As part of his responsibilities as Product Manager at OpenSea, Chastain was responsibility to choose which digital art will be displayed on OpenSea’s website. He was also required to keep this information confidential under an employee non-disclosure agreement. Chastain’s fraud conviction was based on his misuse of the confidential information to purchase the NFTs in front of OpenSea with them on the home page, knowing that the NFTs would increase in value from this advantageous position. He then sold them for up to 5 times the price he paid, pocketing roughly $57,000 in profit. The money laundering charge stemmed from Chastain’s attempt to hide his scheme by using multiple anonymous wallets and OpenSea accounts to make purchases and sales and transfer the illegal proceeds back to his own wallet. This conviction demonstrates how robust the application of federal anti-fraud statutes can be to address alleged misconduct in the digital asset market.
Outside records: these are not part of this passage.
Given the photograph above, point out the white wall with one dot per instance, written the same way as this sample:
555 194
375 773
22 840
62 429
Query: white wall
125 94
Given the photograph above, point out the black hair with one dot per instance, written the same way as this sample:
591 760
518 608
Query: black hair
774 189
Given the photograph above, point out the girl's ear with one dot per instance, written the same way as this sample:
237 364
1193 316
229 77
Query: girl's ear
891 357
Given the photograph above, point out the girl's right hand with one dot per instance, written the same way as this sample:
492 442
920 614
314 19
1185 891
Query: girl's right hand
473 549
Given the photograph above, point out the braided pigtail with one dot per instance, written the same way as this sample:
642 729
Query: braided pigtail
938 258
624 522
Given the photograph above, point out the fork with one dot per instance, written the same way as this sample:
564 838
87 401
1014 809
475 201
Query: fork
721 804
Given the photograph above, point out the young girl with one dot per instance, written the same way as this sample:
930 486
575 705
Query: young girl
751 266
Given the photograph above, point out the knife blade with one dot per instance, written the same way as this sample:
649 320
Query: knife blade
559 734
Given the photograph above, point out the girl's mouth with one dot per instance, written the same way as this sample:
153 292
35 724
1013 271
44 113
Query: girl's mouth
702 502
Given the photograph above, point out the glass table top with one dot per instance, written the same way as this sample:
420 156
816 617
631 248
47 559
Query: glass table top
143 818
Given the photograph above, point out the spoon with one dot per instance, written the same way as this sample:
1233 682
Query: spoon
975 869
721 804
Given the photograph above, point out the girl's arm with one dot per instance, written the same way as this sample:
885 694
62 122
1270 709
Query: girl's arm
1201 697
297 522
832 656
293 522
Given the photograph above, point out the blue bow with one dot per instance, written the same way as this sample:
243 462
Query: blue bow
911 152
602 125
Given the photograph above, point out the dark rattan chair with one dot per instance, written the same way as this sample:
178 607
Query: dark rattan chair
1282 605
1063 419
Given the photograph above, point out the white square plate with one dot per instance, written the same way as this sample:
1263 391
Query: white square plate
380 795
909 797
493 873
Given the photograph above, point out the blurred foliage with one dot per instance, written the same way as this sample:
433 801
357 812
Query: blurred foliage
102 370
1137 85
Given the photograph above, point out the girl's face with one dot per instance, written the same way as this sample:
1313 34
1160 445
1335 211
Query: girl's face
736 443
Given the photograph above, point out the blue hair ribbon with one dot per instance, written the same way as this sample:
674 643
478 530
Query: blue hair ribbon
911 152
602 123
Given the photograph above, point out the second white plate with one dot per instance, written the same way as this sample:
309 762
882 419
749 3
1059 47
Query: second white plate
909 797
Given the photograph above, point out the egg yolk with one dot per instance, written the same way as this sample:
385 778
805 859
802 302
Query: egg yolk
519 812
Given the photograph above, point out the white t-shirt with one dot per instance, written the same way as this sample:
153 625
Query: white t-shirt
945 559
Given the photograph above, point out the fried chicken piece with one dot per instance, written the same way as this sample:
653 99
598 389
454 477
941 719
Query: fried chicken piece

It reinforces how the DOJ will apply insider trading liability in any situation where material, non-public information gives the seller an advantage, regardless of whether the object being sold is a security, commodity or something else. It should be a warning to traders and operators of NFT and cryptocurrency marketplaces that regardless of how an NFT is characterized, trading and dealing in NFTs will be subject to well-understood principles of fairness and fraud. The industry is learning that US regulators won’t wait for new regulations if they can use existing rules to hold bad actors accountable. The open question is whether, as the SEC and other regulators increase their focus on NFTs and other digital assets, the SEC will seek to expand the argument that NFTs are also securities subject to the anti-fraud provisions of the securities laws.